Je suis de cet avis.

La question de toujours « Quo
Vadis, ( ou vas-tu) Haïti », qu’une carte postale anonyme se posait une fois semble même n’être plus de mise. Pour le
meilleur et pour le pire, la modernité s’installe chez nous. L’internet et le
culte du téléphone cellulaire donne bien la mesure de cette rentrée d’Haïti dans les grands circuits
internationaux. En 1965, l’atterrissage d’un jet a l’aéroport de Mais Gâté n’avait
pas à ce point réveillé les consciences. Mais, dans la première décennie de l’an 2000, cette Haïti encore en grande partie
rurale se meurt à petit feu. Aucune différence
entre les gamins de Lisbonne ou de Rio et ceux de Pt Salut, en matière de communication. Même si
le PNB continue encore à mesurer les niveaux de vie, dans le domaine de la
communication, l’accélération tend à l’uniformisation de notre planète. Bill Gates
notait dans une communication à Harvard que cette planète se rétrécissait et
devenait même trop étroite.

Adieu foulards, adieu madras, est-on
alors tenté de répéter comme au temps des derniers tangos de Paris. Qu’après tant de
souffrances Haïti puisse renaitre la modernité, quoi de plus enviable !
Cependant, le printemps n’est pas si rose qu’on le croit. Sans prétendre jouer
les Cassandre, il y a derrière la magie de notre époque des zones d’ombre qui
pourraient bien annoncer la fatalité si redoutée mais hélas toujours possible.
La portoricanisation reste toujours une échéance probable, laquelle ne
ferait que signer l’échec des élites. La privatisation qui parait inévitable ne
ferait l’affaire que d’une certaine mafia, trop heureuse de chanter cette ère
de libertés qui au fond menacent la liberté.
A quoi sert en fin de compte l’état quand les marchands se mêlent de faire une
histoire qu’ils ignorent ? Non pas
que la libre entreprise ne soit dans une certaine mesure ce panacée qui libère
le génie. Cependant, de quoi demain sera-t-il fait quand, la production réduite
à néant, on est sur le point de ne tenir
que grâce aux miettes de ce festin de sourds, indifférents à toute haitianité ?

Pourtant, pour ceux qui
connaissent bien cette Haïti qui n’a tenu que par le pouvoir de l’illusion, la déroute
est loin d’être le dernier rendez vous d’un peuple qui sut confondre et dérouter
l’adversaire.

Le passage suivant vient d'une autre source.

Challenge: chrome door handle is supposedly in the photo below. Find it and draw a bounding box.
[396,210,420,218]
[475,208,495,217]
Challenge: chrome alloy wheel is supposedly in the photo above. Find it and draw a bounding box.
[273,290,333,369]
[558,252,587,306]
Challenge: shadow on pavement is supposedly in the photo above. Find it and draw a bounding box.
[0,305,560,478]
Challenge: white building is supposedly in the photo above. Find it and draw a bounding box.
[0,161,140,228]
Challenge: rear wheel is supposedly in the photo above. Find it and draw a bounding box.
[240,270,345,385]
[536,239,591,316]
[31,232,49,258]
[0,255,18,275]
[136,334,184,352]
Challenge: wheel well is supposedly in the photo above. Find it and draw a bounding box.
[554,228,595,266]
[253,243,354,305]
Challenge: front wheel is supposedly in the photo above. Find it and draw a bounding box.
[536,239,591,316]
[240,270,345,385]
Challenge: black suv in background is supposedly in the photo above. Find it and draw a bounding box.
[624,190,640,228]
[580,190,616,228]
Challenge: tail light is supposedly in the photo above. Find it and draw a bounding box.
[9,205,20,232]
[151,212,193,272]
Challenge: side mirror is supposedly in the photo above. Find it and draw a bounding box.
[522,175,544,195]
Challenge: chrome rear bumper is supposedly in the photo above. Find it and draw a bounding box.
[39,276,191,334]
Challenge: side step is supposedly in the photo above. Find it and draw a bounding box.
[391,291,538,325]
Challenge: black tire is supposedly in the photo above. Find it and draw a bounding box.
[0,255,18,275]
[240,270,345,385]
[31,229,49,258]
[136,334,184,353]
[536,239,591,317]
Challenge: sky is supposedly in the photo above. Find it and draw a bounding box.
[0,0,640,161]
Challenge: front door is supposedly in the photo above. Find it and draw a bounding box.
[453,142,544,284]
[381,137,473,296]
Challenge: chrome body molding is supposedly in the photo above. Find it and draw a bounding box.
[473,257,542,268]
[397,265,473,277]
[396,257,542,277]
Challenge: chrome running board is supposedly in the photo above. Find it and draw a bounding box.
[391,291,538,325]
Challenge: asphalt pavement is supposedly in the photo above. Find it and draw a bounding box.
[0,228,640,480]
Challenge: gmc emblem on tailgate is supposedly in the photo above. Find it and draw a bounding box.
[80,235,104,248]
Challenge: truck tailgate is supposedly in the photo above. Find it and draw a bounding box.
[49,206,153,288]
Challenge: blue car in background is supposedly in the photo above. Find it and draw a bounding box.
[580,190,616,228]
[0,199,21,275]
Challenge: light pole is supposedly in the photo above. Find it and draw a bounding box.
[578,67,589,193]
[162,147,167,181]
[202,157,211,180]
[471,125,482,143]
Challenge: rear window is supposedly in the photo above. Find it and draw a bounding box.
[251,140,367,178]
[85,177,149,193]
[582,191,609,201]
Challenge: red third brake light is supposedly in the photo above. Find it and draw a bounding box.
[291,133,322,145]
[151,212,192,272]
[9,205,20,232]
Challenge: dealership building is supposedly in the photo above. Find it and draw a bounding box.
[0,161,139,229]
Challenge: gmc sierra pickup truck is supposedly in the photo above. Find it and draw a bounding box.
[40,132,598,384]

Que ce soit en religion ou en politique, Haïti est capable encore de sursauts les uns
aussi inattendus que les autres. Ce n’est
pas la première fois qu’on invente un destin pour Haïti, mais ce n’est pas non
plus la première fois qu’Haïti réinvente
son propre destin.
C’est sans doute là que se prépare
la bataille d’Haïti.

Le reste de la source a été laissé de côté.